ドローンスクール選びと視力・眼鏡の重要基準!国家資格の身体検査を徹底解説

ドローンの産業利用が急速に進む中、2022年12月からスタートした「無人航空機操縦士(一等・二等)」の国家資格(免許)取得を目指す人が増えています。しかし、受講や試験の手続きを進める上で、多くの方が直面する疑問があります。

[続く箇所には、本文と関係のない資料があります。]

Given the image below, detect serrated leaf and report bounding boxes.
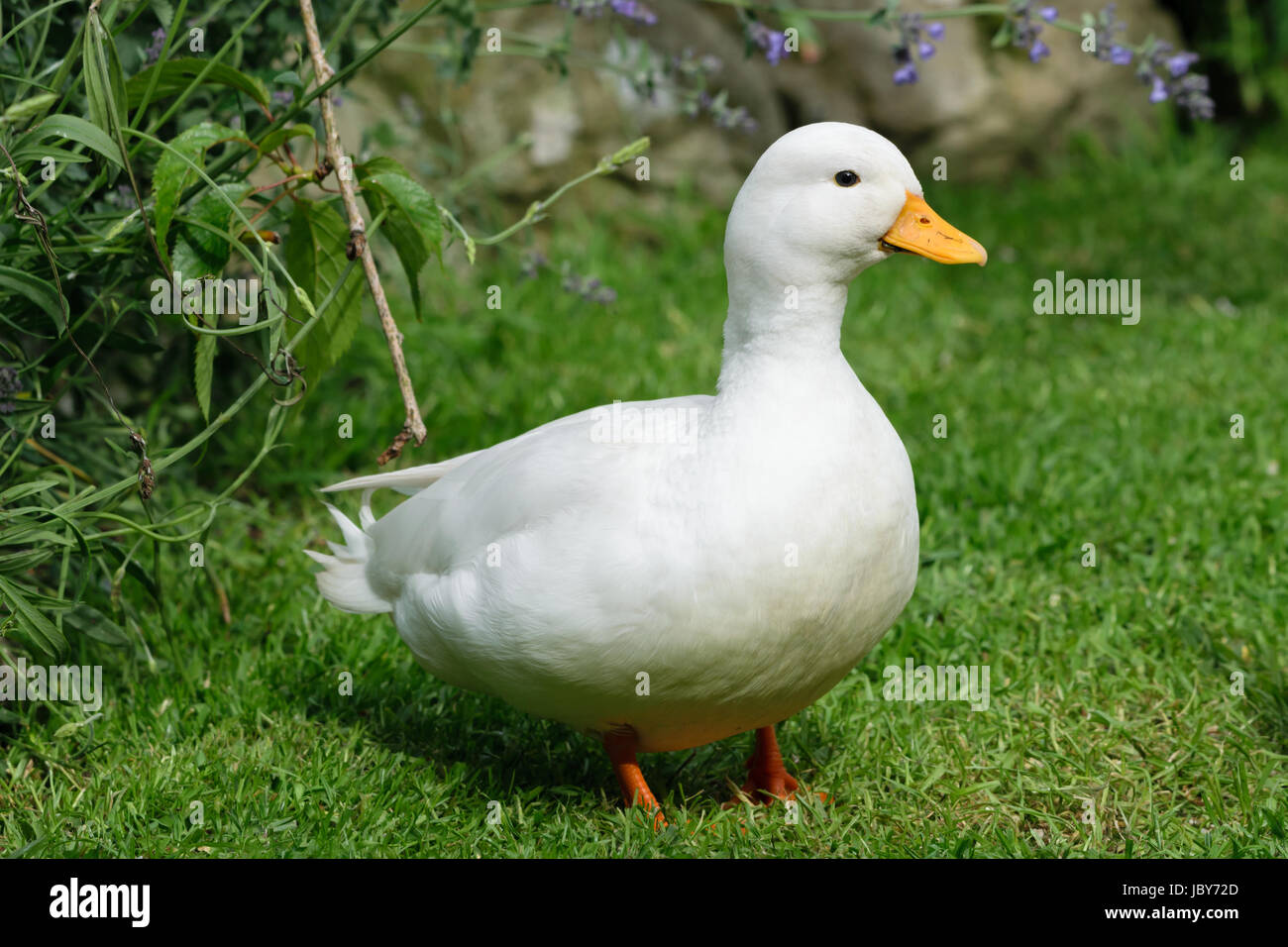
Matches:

「目が悪くてもドローンの国家資格は取れるのだろうか?」「普段は眼鏡やコンタクトレンズを使っているけれど、身体検査で落とされることはないか?」

結論からすると、眼鏡やコンタクトレンズによる矯正視力であっても、国の定める基準を満たしていれば全く問題なく国家資格を取得できます。 本記事では、ドローン国家資格における「視力・色覚」の身体検査基準、眼鏡着用時の注意点、さらには視力に不安がある方を手厚くサポートしてくれるドローンスクールの選び方まで分かりやすく解説します。

1. ドローン国家資格における身体検査の全体像と合格ルート

ドローンの国家資格を取得するためには、学科試験や実技試験に合格するだけでなく、指定された「身体検査」を通過する必要があります。この身体検査には、大きく分けて3つの提出・受検方法(ルート)が存在します。

まずは、どのような方法で身体検査をクリアできるのか、その全体像を整理しておきましょう。

① 自動車運転免許証の提出による代替ルート

最も手軽で、多くの受講生が利用しているのがこのルートです。すでに有効な日本の自動車運転免許証(普通自動車免許など)を所持している場合、指定試験機関である「一般財団法人 日本海事協会(ClassNK)」の指定システムにそのコピーを提出・アップロードすることで、身体検査に代えることができます。

普通自動車免許の視力基準は「両眼で0.7以上、かつ一眼でそれぞれ0.3以上」であり、これはドローンの二等資格(および一等資格の25kg未満限定)の基準と全く同じです。そのため、普段から眼鏡をかけて自動車を運転している方であれば、新たに眼科を受診したり試験会場で検査を受けたりすることなく、免許証1枚で身体検査をパスできます。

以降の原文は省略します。